A very rare Meissen group of a Chinese figure seated in an arbour circa 1725-30

Estimate
20,000 - 25,000 GBP
bidding is closed

Description

  • crossed swords mark in underglaze-blue to both,
modelled probably by Georg Fritzsche, the detachable, bearded figure wearing a turquoise robe reserved with iron-red phoenix device and holding a purple hat on his knee, seated in an elaborate pierced rockwork arbour heightened in enamels and applied with flowers and fruiting leafy branches

Provenance

Franz and Margarete Oppenheimer Collection;
Fritz Mannheimer Collection, Amsterdam;
Sold from the Mannheimer Collection by Fredrick Müller & Co., Amsterdam, 14th-21st October 1952, lot 369 - the figure only);
The Hon. Mrs. Nellie Ionides, Buxted Park, sold in these Rooms, 7th July 1964, lot 152 - the figure only (£900 to Newman & Newman);
Sold Galerie Koller, Zürich, 7-23 May 1981, lot 2978

Literature

Ludwig Schnorr von Carolsfeld, Katakog der Sammlung Dr. Franz Oppenheimer, no.30, pl.4;
Michael Newman, Die deutschen Porzellan-Manufakturen, vol.1, col.pl.III;
Rainer Rückert, "Alchemistische Symbolzeichen als Meißener Masse-, Former, Bossirer-, und Drehermarken im vierten Jahrzehnt des 18.Jahrhunderts", in Keramos, 151/January 1996, pp.57-108, ill.17

Catalogue Note

See Rückert (Literature below), pp.94ff. for a discussion of the early chinoiserie figures at Meissen. The only other published example of this figure is in the Untermyer Collection, Metropolitan Museum, New York, which is seated in a similar, higher, arbour (published by Y.Hackenbroch, Meissen and Other Continental Porcelain, Faience and Enamel in the Irwin Untermyer Collection, pl.13, fig.23.
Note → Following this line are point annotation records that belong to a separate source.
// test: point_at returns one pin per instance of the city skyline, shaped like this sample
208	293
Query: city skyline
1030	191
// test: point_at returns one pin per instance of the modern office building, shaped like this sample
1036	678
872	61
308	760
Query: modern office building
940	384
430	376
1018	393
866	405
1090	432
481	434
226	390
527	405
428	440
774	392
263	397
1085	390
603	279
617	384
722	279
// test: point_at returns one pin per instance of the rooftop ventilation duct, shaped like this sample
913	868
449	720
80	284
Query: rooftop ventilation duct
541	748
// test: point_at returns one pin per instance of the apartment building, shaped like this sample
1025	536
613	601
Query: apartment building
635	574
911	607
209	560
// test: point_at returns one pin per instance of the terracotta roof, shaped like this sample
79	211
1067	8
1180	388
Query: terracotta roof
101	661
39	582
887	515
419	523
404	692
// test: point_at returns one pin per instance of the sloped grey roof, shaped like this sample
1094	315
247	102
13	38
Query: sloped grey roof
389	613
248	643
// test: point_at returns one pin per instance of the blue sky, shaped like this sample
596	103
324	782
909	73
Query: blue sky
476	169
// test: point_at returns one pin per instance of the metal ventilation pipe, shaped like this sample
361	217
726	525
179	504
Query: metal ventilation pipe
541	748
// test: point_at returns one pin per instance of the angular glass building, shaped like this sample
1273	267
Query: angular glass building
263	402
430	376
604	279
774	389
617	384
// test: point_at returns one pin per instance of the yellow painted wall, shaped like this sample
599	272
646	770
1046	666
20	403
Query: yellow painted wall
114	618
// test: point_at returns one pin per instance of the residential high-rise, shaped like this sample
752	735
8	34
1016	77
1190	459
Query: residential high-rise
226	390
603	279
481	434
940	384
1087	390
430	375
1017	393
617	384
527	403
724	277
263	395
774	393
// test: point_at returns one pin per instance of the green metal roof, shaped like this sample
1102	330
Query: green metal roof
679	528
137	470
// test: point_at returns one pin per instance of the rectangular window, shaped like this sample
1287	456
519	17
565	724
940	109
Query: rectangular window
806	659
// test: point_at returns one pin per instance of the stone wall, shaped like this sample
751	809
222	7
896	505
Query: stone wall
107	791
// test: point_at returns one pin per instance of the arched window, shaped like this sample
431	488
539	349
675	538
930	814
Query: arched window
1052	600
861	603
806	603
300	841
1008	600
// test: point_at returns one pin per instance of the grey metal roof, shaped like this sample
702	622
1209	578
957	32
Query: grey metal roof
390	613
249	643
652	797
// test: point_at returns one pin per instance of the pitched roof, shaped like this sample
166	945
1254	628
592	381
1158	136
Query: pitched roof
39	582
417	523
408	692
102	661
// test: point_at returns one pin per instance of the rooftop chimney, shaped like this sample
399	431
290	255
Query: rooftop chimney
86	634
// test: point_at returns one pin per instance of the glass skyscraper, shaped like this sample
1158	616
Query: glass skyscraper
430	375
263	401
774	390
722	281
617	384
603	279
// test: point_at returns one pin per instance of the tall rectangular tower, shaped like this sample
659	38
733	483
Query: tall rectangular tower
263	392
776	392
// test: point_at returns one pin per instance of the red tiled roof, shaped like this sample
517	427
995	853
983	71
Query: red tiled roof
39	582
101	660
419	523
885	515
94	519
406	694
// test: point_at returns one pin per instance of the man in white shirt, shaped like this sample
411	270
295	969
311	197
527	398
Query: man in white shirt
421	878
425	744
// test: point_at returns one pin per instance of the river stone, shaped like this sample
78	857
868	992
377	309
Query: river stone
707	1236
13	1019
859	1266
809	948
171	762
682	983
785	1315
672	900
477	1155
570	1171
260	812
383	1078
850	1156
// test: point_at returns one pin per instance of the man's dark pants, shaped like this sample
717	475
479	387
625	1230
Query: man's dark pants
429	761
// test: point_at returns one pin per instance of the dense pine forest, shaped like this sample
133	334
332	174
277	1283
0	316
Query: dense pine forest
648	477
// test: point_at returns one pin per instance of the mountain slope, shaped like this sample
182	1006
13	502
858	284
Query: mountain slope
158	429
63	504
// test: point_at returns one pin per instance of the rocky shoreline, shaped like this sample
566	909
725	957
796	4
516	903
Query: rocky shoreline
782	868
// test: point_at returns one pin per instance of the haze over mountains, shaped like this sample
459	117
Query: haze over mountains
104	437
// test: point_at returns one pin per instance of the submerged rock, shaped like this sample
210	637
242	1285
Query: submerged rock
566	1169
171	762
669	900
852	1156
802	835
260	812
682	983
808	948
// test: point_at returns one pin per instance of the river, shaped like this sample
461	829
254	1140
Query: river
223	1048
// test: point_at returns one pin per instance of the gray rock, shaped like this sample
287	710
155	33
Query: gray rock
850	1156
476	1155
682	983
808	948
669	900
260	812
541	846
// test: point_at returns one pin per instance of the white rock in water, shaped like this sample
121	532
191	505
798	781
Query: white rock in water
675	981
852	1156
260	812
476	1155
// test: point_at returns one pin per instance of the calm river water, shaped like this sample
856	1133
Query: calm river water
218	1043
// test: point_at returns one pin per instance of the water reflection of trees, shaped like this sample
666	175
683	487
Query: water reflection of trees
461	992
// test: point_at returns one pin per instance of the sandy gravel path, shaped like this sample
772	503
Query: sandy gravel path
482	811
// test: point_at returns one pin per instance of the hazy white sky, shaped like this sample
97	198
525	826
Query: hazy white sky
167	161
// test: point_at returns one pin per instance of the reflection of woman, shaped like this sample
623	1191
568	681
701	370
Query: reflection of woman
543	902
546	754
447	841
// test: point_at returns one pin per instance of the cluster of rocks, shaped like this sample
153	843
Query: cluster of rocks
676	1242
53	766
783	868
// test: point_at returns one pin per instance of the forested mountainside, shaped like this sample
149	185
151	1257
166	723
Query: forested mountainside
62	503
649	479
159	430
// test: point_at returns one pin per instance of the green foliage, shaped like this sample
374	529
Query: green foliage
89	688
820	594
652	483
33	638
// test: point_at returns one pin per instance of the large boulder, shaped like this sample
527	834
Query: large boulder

A variation of this arbour group with a different, slightly smaller seated Chinaman is known in four published examples: one, formerly in the Oppenheimer and Mannheimer collections, was sold in these Rooms from the Fribourg Collection, 25th June 1963, lot 6; another, formerly in the collections of Prince Liechtenstein, Robert von Hirsch and Mrs. Charles E. Dunlap, was sold in these Rooms, 25th June 1985, lot 233; another, formerly in the Oppenheimer and Mannheimer collections, was sold by Christie's London, 28th March 1977, lot 111; another is in the Pauls Collection, Basel, published by E.Pauls-Eisenbeiss, German Porcelain of the 18th Century, vol.I, p.74.